November 15, marked 238 years since the dismemberment of the Bolivian indigenous leader Túpac Katari. Together with thousands of his followers, he surrounded the city of La Paz for several months, creating chaos and sowing panic among the Spaniards and their descendants who inhabited In the small town.
Before dying, Katari formulated this prophecy: “I will die but I will return and be millions.” The historic phrase was rescued by Aymara leader Evo Morales when he assumed the presidency of Bolivia in 2006, and his government began to work for the demands for the rights of the original peoples.
Katari’s real name was Julian Apaza Nina. He was born in 1750 in the Aymara community of Ayo Ayo, province of Sica Sica, near La Paz, the son of a miner who died in the mines of Potosí. This indigenous leader led one of the most important rebellions against Spanish colonialism in Upper Peru, along with his wife, the heroine Bartolina Sisa and her younger sister Gregoria Apaza.
Legend has it that when Julian was born in 1750, two huge condors settled in the nearby mountains. One represented the Aymara and the other, the Quechua. Thus they learned that this child would be very important for the two native communities.
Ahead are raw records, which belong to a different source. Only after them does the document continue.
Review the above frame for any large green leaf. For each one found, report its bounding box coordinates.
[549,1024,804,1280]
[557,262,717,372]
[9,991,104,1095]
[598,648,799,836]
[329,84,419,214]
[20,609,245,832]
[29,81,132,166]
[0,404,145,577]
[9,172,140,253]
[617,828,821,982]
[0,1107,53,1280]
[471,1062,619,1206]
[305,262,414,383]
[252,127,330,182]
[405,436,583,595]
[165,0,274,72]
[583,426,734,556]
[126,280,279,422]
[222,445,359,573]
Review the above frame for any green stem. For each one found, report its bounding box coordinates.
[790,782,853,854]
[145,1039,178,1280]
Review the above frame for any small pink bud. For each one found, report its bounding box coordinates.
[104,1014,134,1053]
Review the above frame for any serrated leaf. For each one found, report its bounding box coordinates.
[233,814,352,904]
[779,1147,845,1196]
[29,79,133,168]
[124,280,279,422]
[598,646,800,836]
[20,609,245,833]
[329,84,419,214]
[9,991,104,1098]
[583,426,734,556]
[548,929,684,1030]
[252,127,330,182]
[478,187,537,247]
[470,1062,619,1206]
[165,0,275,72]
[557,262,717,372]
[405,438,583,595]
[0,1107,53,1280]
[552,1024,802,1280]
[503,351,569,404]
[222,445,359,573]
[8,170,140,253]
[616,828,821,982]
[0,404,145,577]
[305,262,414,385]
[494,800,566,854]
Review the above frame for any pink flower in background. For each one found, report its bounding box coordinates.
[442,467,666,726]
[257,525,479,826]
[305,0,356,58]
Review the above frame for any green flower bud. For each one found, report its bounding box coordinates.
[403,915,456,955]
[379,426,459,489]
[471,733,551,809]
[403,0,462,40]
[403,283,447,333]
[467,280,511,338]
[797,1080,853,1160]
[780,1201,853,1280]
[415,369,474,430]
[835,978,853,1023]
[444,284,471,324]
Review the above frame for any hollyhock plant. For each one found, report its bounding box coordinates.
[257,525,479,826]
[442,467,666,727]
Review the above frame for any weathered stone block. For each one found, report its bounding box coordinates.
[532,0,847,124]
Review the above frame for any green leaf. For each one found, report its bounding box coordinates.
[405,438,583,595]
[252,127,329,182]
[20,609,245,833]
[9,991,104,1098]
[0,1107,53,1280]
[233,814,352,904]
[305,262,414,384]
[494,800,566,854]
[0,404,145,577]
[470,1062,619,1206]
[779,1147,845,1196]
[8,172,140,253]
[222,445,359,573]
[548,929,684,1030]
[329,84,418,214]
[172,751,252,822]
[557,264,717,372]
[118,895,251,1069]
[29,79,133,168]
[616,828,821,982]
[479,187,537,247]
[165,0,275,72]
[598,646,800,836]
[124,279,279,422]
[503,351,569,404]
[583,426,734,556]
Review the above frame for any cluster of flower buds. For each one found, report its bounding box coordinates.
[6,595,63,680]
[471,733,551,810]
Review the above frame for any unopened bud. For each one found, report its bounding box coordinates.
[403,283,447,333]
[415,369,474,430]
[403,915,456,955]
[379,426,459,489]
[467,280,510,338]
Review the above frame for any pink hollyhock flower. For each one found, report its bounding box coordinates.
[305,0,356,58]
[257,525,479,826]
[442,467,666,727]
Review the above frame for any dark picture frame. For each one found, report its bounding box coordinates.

That’s what happened.
The young Julian adopted the pseudonym of Túpac Katari in tribute to the indigenous leaders Túpac Amaro II and Tomás Katari, to fight against Spanish domination, organizing the indigenous and mestizos for the great rebellion he was preparing.
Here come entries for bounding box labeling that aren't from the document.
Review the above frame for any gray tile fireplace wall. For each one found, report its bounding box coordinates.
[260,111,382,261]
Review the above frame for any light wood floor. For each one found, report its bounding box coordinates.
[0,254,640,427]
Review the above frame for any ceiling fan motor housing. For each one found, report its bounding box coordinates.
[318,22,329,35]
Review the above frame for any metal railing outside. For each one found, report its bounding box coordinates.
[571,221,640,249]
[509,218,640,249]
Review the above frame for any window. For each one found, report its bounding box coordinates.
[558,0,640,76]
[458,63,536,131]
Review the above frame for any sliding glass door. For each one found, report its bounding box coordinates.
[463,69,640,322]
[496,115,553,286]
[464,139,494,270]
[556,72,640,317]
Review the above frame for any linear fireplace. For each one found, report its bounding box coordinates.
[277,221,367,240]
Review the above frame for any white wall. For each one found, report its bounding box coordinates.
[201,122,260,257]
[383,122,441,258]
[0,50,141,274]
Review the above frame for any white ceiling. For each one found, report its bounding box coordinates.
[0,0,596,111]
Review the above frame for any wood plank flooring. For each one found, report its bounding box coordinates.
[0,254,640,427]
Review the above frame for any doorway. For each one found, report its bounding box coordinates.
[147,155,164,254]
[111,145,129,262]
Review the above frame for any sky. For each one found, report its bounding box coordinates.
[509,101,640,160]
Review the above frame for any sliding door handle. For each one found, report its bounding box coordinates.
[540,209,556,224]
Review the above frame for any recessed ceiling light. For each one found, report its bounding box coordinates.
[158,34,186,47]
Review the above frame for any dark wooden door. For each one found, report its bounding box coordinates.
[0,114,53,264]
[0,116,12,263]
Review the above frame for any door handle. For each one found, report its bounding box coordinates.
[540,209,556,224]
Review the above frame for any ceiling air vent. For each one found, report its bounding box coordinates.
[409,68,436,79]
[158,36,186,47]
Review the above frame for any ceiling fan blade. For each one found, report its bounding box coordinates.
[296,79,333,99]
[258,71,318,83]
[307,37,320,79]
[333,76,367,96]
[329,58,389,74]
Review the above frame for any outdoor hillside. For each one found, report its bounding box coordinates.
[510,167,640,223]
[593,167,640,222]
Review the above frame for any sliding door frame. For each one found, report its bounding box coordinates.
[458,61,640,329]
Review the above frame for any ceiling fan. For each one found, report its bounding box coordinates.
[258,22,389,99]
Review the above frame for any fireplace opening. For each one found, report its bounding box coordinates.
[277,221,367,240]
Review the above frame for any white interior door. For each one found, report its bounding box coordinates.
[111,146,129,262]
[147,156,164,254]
An army of more than 40,000 indigenous people from different regions such as Calamarca, Caracato, Sapahaqui, Laja and Viacha, led by Tupac Katari, twice surrounded the city of La Paz in 1781. Their seige lasted for one hundred and nine days, causing serious damage to the Spanish forces. This was mainly due to lack of supplies, however, troops sent in aid from Argentina prevented the fall of the city.
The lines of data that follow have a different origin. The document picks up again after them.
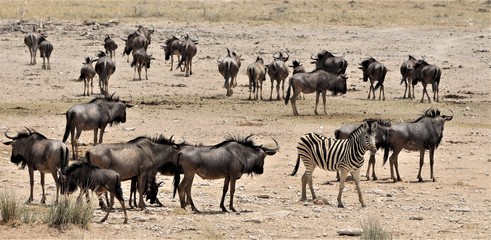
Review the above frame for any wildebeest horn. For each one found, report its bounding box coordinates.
[3,128,17,140]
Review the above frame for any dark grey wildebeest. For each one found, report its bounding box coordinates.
[176,34,198,77]
[130,48,155,80]
[78,57,97,96]
[38,35,53,70]
[247,56,266,100]
[95,51,116,95]
[63,94,132,159]
[24,26,40,65]
[285,69,348,115]
[266,52,290,101]
[4,128,68,203]
[59,162,128,224]
[359,57,387,101]
[334,119,391,180]
[384,108,453,182]
[104,35,118,62]
[178,136,279,213]
[400,55,417,99]
[310,50,348,74]
[219,48,241,97]
[161,35,183,71]
[413,60,442,103]
[86,135,183,209]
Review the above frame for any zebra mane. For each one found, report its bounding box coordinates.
[212,134,261,149]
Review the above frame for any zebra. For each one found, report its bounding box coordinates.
[291,121,378,208]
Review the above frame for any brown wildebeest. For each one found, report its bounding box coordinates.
[413,59,442,103]
[3,128,68,203]
[24,26,40,65]
[291,121,378,208]
[59,162,128,224]
[38,35,53,70]
[359,57,387,101]
[217,48,242,97]
[285,69,348,115]
[247,57,266,100]
[85,135,186,209]
[95,51,116,95]
[62,94,133,159]
[176,34,198,77]
[104,35,118,62]
[334,119,391,180]
[78,57,97,96]
[384,108,453,182]
[400,55,417,99]
[174,136,279,213]
[266,52,290,101]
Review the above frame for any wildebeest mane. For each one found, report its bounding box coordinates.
[212,134,261,149]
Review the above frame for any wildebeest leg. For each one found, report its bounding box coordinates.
[316,91,321,115]
[351,168,367,207]
[39,172,46,204]
[220,177,235,212]
[338,169,348,208]
[322,91,327,115]
[229,177,237,212]
[430,148,436,182]
[418,149,425,182]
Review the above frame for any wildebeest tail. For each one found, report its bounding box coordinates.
[62,111,74,143]
[290,154,300,176]
[285,78,293,105]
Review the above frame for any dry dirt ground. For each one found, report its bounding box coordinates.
[0,15,491,239]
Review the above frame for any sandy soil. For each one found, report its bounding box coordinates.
[0,18,491,239]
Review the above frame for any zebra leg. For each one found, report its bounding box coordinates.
[338,170,348,208]
[418,149,425,182]
[351,168,367,207]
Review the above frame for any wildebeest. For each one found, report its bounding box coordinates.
[291,121,378,207]
[38,35,53,70]
[78,57,97,96]
[334,119,391,180]
[176,34,198,77]
[400,55,417,99]
[359,57,387,101]
[161,35,183,71]
[178,136,279,213]
[266,52,290,101]
[95,51,116,95]
[285,69,348,115]
[121,26,154,62]
[289,60,306,75]
[24,26,40,65]
[104,35,118,62]
[247,56,266,100]
[384,108,453,182]
[131,48,155,80]
[3,128,68,203]
[219,48,241,97]
[310,50,348,74]
[59,162,128,224]
[413,59,442,103]
[63,94,132,159]
[85,135,183,209]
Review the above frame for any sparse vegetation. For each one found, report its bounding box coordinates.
[46,197,94,229]
[361,217,392,240]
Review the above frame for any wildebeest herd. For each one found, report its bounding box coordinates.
[4,23,453,223]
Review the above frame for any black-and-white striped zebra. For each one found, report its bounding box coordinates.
[291,121,378,207]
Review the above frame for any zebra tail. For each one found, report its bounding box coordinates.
[290,155,300,176]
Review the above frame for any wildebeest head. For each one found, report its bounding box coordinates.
[3,127,47,169]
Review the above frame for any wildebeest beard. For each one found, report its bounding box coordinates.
[10,154,27,170]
Katari was betrayed, imprisoned and sentenced to be executed through dismemberment, which took place on November 15, 1781, in the small town of Peñas, two hours from El Alto.
He was made to walk around the main square, his tongue was cut, he was quartered by stretching his limbs by four horses. They pierced his head over the tip of a pillory to intimidate the rebels. And as if that were not enough, parts of his body were exposed in different regions.
But his example led to other uprisings that achieved the expulsion of the conquerors of Bolivian land. And the fence was sculpted forever as the indigenous epic that bent the Spanish conquerors for a few months.
Now in Bolivia, a reissue of that siege is taking place. Representatives of social organizations of the city of El Alto, and the federations of coca leaf producers of El Chapare, decided to encircle La Paz. They demanded that the murders of the peasants and the mobilized people cease; human rights violations cease and the legitimate government and not the coup be restored.
In a tweet from Mexico, President Evo Morales recalled the Bolivian indigenous leader: «Spanish imperialism thought that by tearing up Tupac Katari 238 years ago, it would cut off the strength of the people to break the chains of colonialism. Today, more than ever, the fight continues. Before the repression of the racist coup, we repeat the sentence: I will return and be millions!,” he wrote.